@kanishka will you please shut your trap?
if things go how you say, then we'll be getting 2 mbps unlimited only in the year 2015 or 2020. good thing you're not the telecoms minister or we would still be in the jurassic ages using 32 or 64kbps for 1000Rs a month.
think more practically. we are in 2009 like the rest of the world and not in 2000 or 2002. if the ISP's decide to give broadband speeds to us like in the US or European countries, they can, if they had thought like you we would'nt have 8mbps or even 2mbps.
our ISP's are just looting us and feeding us shit.
you better wear clothes made from leaves and go back and start living in the caves kanishka.
:rofl:
i agree :urock:
I am well aware of what ISPs in the UK and Europe offer - I have recently moved to India from Finland (and before that France).
As nice as such a scenario would be, there are several things preventing this for the immediate future:
1. Most content accessed in India is on US-based servers. As such, this places stress on our international links - which are not cheap. At a 1:50 contention ratio, just to cover the cost of a 155Mbps pipe (just short of USD33000/month), we would need to charge at least USD34/Rs1,700, and even then, in effect, this means 7750 users would be sharing a 155Mbps line.
If you wanted that at 1:30 (4650 users) or 1:8 (1240 users), you'd be looking at USD56/Rs2,800 and USD210/Rs10,500 respectively - and thats assuming no-one wanted to make any profit or pay salaries to workers, and doesn't count other things like license fees to the TRAI or infrastructure.
2. There is not much hosting done in India itself. Unlike the US, UK, Netherlands, Germany, Japan and Korea where there are significant amounts of locally hosted data and large data centers.
3. Even with locally hosted data, there is the issue of a little organization called NIXI, who currently have a formula whereby ISPs are charged at Rs 50 per gigabyte incoming (although outgoing subtracts Rs 50 per gigabyte from the bill, so effectively the end price is still about Rs 35 per gigabyte).
If I had as few as 1,000 customers downloading say only 80GB of traffic per month each through NIXI, I would have to pay 80000*50 or 40 lakhs per month, minus say 20GB of upload traffic (so minus 10 lakhs), I still have to pay 30 lakhs. 30 lakhs NOT including the 16.5 lakhs per month for a separate 155Mbps line equals 46.5 lakhs per month - so for 1000 customers, thats Rs 4,650 by itself.
Bad
business, especially considering an 8Mbps connection has the potential to allow 2,000GB every month, and some people MIGHT abuse this.
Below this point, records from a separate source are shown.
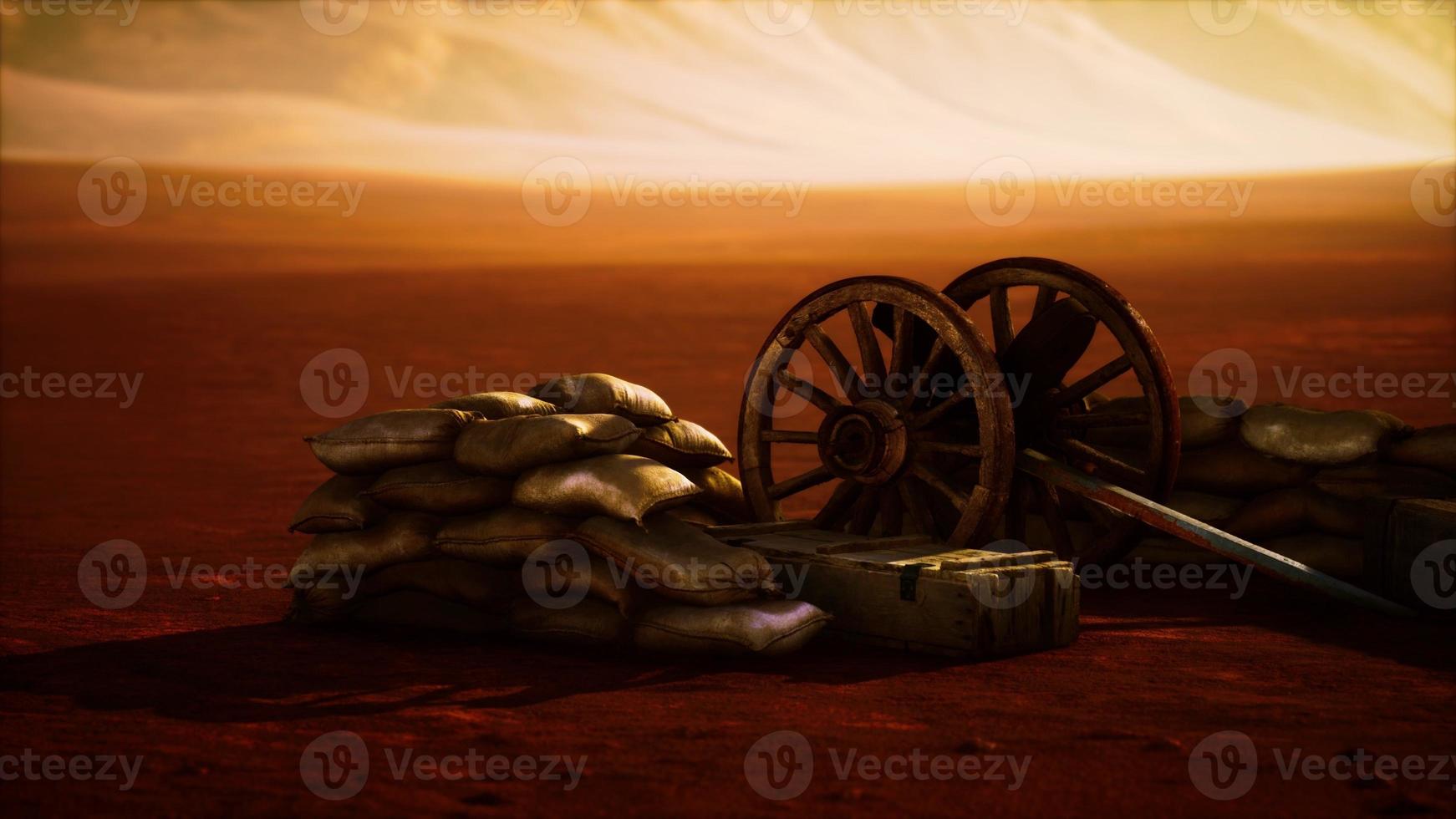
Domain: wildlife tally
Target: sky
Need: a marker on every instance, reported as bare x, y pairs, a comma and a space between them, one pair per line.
836, 92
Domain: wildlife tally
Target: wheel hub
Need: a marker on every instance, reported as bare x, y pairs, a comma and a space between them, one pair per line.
863, 443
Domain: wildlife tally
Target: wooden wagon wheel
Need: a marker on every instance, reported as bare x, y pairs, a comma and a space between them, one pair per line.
890, 440
1051, 416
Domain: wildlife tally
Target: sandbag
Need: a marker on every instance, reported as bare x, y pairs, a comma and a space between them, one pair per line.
680, 444
388, 440
1337, 556
440, 489
496, 404
337, 506
398, 538
1385, 482
1232, 469
1197, 426
501, 537
677, 561
1320, 438
513, 445
420, 611
722, 493
1433, 448
598, 392
461, 581
620, 486
1295, 511
765, 628
590, 622
1203, 506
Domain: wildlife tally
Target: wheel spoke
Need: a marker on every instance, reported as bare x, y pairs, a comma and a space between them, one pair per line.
969, 450
931, 416
1044, 297
865, 511
836, 510
1097, 379
788, 437
800, 483
869, 355
845, 375
902, 351
801, 387
938, 483
1000, 319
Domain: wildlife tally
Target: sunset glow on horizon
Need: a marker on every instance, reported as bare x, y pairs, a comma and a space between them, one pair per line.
673, 90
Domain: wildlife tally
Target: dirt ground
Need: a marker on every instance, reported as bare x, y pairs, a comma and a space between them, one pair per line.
221, 699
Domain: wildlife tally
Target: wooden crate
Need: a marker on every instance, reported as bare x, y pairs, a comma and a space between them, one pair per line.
906, 593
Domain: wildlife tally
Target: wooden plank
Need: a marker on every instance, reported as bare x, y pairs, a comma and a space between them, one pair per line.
948, 616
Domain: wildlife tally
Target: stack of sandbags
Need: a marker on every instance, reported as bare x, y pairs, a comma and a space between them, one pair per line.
1309, 485
573, 514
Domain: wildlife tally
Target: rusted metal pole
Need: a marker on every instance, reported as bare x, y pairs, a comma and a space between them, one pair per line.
1199, 532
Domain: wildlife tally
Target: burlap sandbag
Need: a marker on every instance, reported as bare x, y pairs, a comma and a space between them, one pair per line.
590, 622
388, 440
677, 561
337, 506
501, 537
620, 486
1232, 469
1433, 448
420, 611
512, 445
498, 404
398, 538
1197, 426
1295, 511
1320, 438
1385, 482
598, 392
440, 489
680, 444
763, 628
722, 493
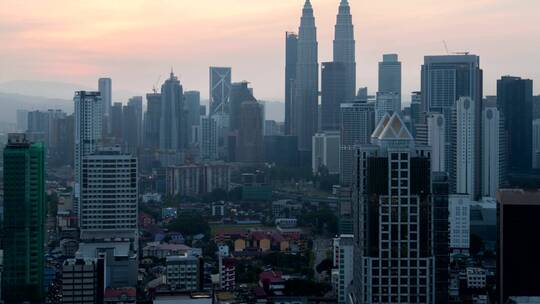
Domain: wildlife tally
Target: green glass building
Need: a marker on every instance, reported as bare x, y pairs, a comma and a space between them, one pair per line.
24, 220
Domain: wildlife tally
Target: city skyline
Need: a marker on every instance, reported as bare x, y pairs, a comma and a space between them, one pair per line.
62, 47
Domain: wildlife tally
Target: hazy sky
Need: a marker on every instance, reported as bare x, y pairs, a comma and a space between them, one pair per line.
136, 41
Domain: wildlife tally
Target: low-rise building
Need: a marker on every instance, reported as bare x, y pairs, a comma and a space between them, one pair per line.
184, 273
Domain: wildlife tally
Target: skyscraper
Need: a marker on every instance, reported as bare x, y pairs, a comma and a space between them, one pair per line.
291, 53
390, 75
333, 93
493, 164
172, 131
105, 90
444, 80
357, 124
193, 108
152, 120
465, 134
250, 133
394, 246
514, 100
306, 100
344, 48
24, 220
88, 132
109, 195
239, 93
220, 86
518, 243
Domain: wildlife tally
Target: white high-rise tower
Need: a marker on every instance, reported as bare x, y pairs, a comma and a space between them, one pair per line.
344, 47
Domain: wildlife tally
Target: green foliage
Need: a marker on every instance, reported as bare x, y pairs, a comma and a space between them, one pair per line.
190, 224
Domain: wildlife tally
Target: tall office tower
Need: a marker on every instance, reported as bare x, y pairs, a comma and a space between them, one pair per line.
250, 133
395, 249
492, 151
239, 93
117, 126
357, 124
291, 53
343, 248
137, 104
220, 86
390, 75
109, 195
467, 181
105, 90
536, 144
22, 120
518, 267
417, 112
24, 220
130, 128
326, 152
209, 139
514, 100
436, 136
172, 129
305, 108
88, 132
344, 48
333, 94
387, 103
193, 108
444, 80
152, 120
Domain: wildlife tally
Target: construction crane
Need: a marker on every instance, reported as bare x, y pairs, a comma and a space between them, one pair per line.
155, 84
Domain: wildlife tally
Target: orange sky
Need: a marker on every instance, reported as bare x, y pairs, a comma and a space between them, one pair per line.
136, 41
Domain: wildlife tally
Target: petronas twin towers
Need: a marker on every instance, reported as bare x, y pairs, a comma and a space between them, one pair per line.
302, 110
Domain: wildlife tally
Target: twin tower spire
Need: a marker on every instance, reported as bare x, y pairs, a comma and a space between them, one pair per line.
303, 107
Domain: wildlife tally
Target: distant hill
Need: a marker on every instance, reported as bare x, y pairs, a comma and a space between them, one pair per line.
10, 103
57, 90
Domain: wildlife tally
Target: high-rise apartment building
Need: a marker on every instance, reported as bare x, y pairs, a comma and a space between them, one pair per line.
517, 268
88, 132
172, 130
436, 140
357, 124
291, 53
395, 243
305, 107
109, 195
333, 94
387, 103
24, 220
220, 86
345, 49
240, 92
105, 91
209, 139
493, 151
249, 147
514, 100
326, 148
390, 75
152, 120
444, 80
467, 181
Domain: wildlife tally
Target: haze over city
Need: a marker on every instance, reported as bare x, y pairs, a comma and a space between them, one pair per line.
136, 42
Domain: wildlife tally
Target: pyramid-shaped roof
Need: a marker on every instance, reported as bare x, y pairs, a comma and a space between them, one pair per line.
395, 129
380, 126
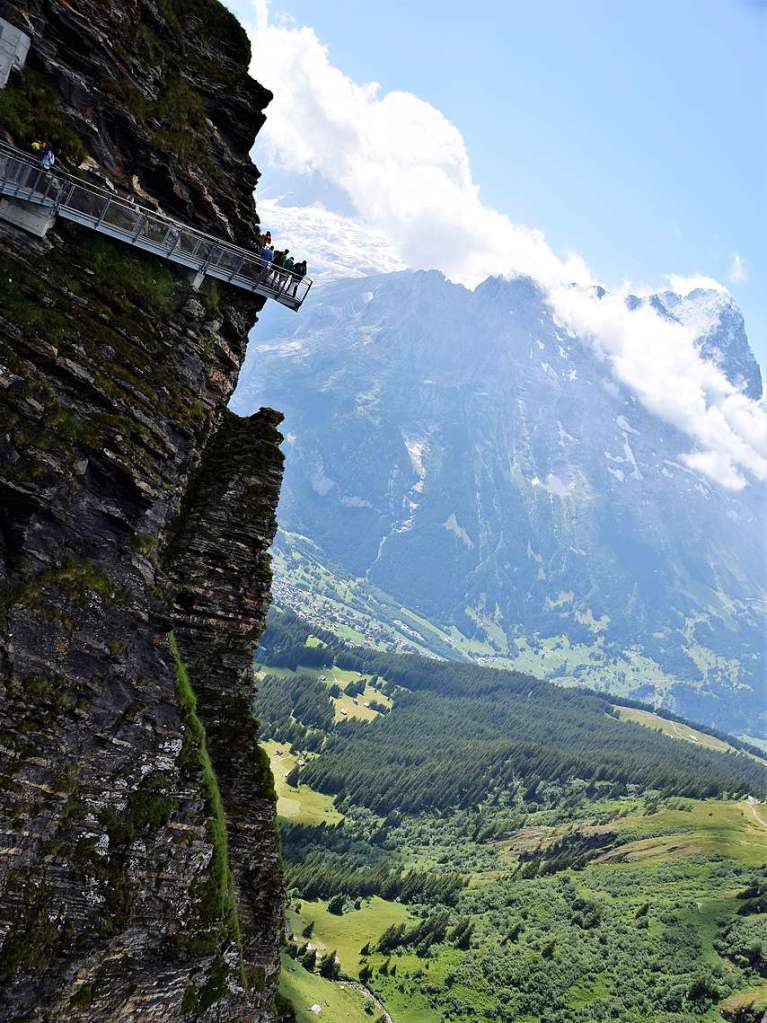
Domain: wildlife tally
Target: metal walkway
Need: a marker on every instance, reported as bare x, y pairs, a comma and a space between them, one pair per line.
65, 195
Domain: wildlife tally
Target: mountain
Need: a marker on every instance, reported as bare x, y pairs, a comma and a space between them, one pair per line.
139, 870
466, 477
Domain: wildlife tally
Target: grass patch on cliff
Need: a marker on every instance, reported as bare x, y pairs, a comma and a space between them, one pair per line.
144, 280
222, 903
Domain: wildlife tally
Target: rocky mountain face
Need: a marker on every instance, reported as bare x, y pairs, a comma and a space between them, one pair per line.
466, 478
139, 874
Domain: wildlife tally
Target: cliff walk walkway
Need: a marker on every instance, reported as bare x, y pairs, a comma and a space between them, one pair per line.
56, 193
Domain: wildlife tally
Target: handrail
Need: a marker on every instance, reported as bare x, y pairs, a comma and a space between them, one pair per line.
75, 198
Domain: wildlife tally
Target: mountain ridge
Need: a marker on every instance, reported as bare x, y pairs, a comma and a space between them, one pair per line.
445, 442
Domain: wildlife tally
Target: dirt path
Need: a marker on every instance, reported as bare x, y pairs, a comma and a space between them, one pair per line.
367, 993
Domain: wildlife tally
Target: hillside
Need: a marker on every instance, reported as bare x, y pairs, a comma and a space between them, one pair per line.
139, 870
466, 478
442, 866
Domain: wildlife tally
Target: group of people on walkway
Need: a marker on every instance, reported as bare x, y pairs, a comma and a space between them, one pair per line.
281, 270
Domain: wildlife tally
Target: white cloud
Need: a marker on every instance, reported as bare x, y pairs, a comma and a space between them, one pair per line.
406, 172
737, 271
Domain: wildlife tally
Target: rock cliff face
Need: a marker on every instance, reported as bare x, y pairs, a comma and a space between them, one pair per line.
139, 875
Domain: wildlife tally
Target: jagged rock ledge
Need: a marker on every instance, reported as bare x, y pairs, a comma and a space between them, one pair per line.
131, 504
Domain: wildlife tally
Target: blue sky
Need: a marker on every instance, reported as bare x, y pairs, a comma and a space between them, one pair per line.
631, 133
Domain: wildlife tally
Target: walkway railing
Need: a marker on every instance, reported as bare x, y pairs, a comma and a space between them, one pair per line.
76, 199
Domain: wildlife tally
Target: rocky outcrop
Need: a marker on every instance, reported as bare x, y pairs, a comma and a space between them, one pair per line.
138, 870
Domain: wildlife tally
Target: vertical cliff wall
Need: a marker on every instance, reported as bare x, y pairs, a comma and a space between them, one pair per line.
139, 876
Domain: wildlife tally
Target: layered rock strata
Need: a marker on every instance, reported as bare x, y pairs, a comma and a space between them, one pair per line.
138, 869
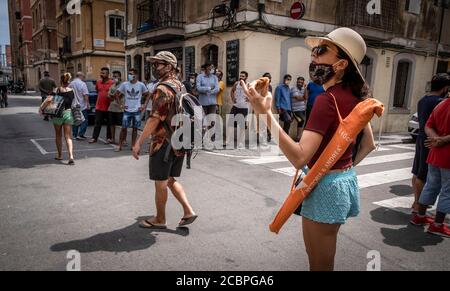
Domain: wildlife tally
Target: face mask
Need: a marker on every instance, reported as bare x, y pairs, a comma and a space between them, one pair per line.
158, 74
321, 73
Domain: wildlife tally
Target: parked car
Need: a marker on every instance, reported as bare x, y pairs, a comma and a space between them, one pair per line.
92, 99
413, 126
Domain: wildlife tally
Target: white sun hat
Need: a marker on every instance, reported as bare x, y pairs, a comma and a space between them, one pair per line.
346, 39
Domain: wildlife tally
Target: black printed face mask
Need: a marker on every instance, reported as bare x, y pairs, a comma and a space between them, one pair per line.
321, 73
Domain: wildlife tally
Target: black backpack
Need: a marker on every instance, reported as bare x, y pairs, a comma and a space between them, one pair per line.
189, 106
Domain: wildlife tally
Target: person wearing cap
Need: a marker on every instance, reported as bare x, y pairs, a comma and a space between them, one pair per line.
166, 163
425, 107
334, 65
437, 185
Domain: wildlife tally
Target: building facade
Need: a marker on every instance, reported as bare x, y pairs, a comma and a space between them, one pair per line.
45, 53
407, 42
20, 27
93, 39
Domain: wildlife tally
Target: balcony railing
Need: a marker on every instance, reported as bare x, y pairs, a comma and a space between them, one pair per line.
354, 13
160, 14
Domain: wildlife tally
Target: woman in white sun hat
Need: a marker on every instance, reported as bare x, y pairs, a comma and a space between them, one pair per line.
334, 65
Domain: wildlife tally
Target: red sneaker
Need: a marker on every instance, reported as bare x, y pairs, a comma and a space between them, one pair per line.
441, 230
421, 221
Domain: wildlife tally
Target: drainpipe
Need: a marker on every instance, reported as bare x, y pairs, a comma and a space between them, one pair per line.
442, 6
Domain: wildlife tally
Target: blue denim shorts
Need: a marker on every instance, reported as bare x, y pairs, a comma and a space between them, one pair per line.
131, 120
334, 200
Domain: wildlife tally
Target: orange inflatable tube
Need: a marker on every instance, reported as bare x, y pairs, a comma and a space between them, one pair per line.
346, 133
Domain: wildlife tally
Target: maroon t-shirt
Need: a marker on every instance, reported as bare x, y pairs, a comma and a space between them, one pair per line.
325, 121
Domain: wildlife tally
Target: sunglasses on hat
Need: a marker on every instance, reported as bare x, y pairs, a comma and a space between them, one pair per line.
322, 49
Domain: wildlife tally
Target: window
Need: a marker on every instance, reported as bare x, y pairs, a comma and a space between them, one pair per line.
443, 67
402, 84
115, 26
413, 6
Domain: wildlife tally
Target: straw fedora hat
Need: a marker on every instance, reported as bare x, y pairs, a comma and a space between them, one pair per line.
346, 39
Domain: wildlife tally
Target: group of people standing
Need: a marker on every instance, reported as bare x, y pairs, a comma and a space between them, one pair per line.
119, 104
296, 103
431, 170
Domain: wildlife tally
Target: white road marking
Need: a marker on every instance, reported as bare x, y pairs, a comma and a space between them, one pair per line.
45, 152
386, 159
86, 150
385, 177
367, 180
265, 160
39, 147
404, 147
400, 204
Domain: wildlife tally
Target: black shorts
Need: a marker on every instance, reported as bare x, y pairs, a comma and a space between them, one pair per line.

4. In Europe, there are several other benefits available, mostly that the European equivalients of NIXI are far less expensive, as last time I checked, they don't get charged by the GB, and secondly buying international connectivity is cheaper due to distance. With the international cables here, you pay by the kilometer, so a link from Mumbai to Singapore works out at about USD400k per year.
Finland to Sweden, Denmark, Netherlands, Germany or UK, however, is significantly less than half the distance of a BOM-SIN route, therefore far less expensive to lease. All have very large data centers and internet exchanges, especially Amsterdam and London as well, which really helps.
My ISP will be offering an 8Mbps plan for an as-yet-unfinalized price, but it will be more than Rs2,500 - although we plan to allow 80GB of international downloads (and unlimited in-network), which we think is reasonable (I am looking for opinions on this - PM me).
Additionally, NIXI have told me that the price is being reduced, but by how much and when they have not mentioned.
very informative. thanks
I have Home500 plan. I would like to see it changed to 10GB limit instead of a mere 1.5GB along with the 2-8am free usage.
Or if anyone brings a plan similar or better
dance
i would happily change. but it would be a waste if it had numerous disconnections like in BSNL.